I had to fight to keep my stomach contents in place, which let the much less easily disgusted Ace voice his conclusions first.
"That means he's one of the novices Teach told us about, new crew members who didn't know that only Van Dierken and his crony ever returned from Dead Man's Isle... if you'll forgive the melodrama."
"And if that's the case, the treasure can't be far!" Scrope said.
"Something's strange about that, though," Mel said, his grim tone a sharp contrast to our rising excitement.
"What is it?" I asked.
"The body be too perfect, ya see."
"Um, no, I don't see."
"When ya've been a pirate fer as long as me, ya get ta see yer fair share o' bodies and more. None too many o' them are as neat and pretty as this one. There's nothing here but his sword. Now, it do have been forty-five years, so's I can see how the flesh and clothing be gone, but what about metal?"
"The saber's metal," Ace said, but he was starting to get the same look as his captain.
"But so would be belt buckles, earrings, finger-rings, parts of weapon sheaths, loose change in his pockets, and possibly other things," I said, following Mel's reasoning.
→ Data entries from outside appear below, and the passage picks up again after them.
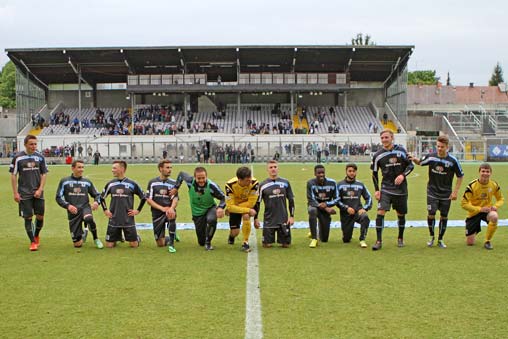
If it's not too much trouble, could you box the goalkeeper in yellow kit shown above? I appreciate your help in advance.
[226,167,259,252]
[461,163,504,250]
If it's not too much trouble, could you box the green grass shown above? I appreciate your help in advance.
[0,164,508,338]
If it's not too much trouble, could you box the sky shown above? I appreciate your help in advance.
[0,0,508,86]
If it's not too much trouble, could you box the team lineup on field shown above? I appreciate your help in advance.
[10,130,504,253]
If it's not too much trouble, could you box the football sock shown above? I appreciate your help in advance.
[360,218,370,240]
[397,215,406,239]
[485,221,497,241]
[85,218,98,240]
[35,218,44,237]
[376,214,385,241]
[205,222,217,244]
[168,220,176,245]
[309,218,317,239]
[25,219,35,242]
[427,217,436,237]
[438,218,448,240]
[242,219,251,243]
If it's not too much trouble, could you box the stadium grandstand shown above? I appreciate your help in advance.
[4,46,508,162]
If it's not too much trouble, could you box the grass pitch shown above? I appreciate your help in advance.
[0,164,508,338]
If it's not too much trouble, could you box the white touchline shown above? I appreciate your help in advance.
[245,223,263,339]
[245,164,263,339]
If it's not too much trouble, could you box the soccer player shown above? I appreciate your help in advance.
[370,129,414,251]
[307,164,339,248]
[172,167,226,251]
[254,160,295,248]
[9,134,48,251]
[146,159,178,253]
[56,160,104,249]
[337,164,372,248]
[410,135,464,248]
[461,163,504,250]
[101,160,146,248]
[226,166,259,252]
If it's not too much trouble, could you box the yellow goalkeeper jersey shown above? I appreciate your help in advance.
[461,179,504,218]
[226,177,259,214]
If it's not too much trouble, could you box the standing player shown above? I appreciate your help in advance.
[370,129,414,251]
[461,163,504,250]
[172,167,226,251]
[254,160,295,248]
[307,164,339,248]
[9,134,48,251]
[411,135,464,248]
[56,160,104,249]
[101,160,146,248]
[146,159,178,253]
[226,166,259,252]
[337,164,372,248]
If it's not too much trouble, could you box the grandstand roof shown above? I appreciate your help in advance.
[6,45,414,86]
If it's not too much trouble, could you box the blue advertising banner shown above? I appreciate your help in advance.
[488,145,508,160]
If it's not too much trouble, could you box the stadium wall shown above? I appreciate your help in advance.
[347,89,385,107]
[48,90,130,108]
[17,133,402,162]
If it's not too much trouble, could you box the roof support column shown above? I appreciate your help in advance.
[289,91,295,119]
[235,92,242,121]
[78,66,81,117]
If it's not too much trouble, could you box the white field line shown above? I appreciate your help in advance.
[245,164,263,339]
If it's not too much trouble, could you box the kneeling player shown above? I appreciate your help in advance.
[254,160,295,248]
[226,167,259,252]
[461,163,504,250]
[146,159,178,253]
[56,160,104,248]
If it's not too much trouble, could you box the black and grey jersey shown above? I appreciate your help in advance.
[145,177,178,215]
[420,152,464,200]
[55,175,100,214]
[9,151,48,200]
[101,178,145,227]
[256,178,295,228]
[370,145,414,195]
[337,178,372,212]
[307,178,339,207]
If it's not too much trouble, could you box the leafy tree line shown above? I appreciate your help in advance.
[0,61,16,108]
"Stolen? Nah. Bloodheart'd loot the bodies by all accounts, but he wouldn't have left the saber. Back when it was in decent condition it could have fetched a decent price, or the crew might have used it--there's always somebody on a pirate ship that could use another weapon."
"So's he wasn't looted, and the body's all here, laying out nice and pretty, so's he weren't..." Mel glanced at me, then broke off, leaving Scrope to finish up the thought.
"Chewed up by some monster, clothes an' all?"
I was getting better; the thought made me decidedly queasy, but that was all.
"Damn yer eyes, Scrope!" Mel bellowed. "Can't ya see there's a lady present who don't appreciate yer rough tongue?"
"You're getting a mite protective of Amelie, aren't you, Captain?" Ace murmured, causing me to blush and Mel to get an odd kind of poleaxed look. I don't think he knew whether he was supposed to get mad or whether that would just sink him in deeper.
"Never mind all that," I said quickly. "Come on, let's get looking for that treasure. We can solve the mystery of just how that skeleton came to be as it is later."
The phrase "famous last words" would apply to that, as you no doubt have realized already.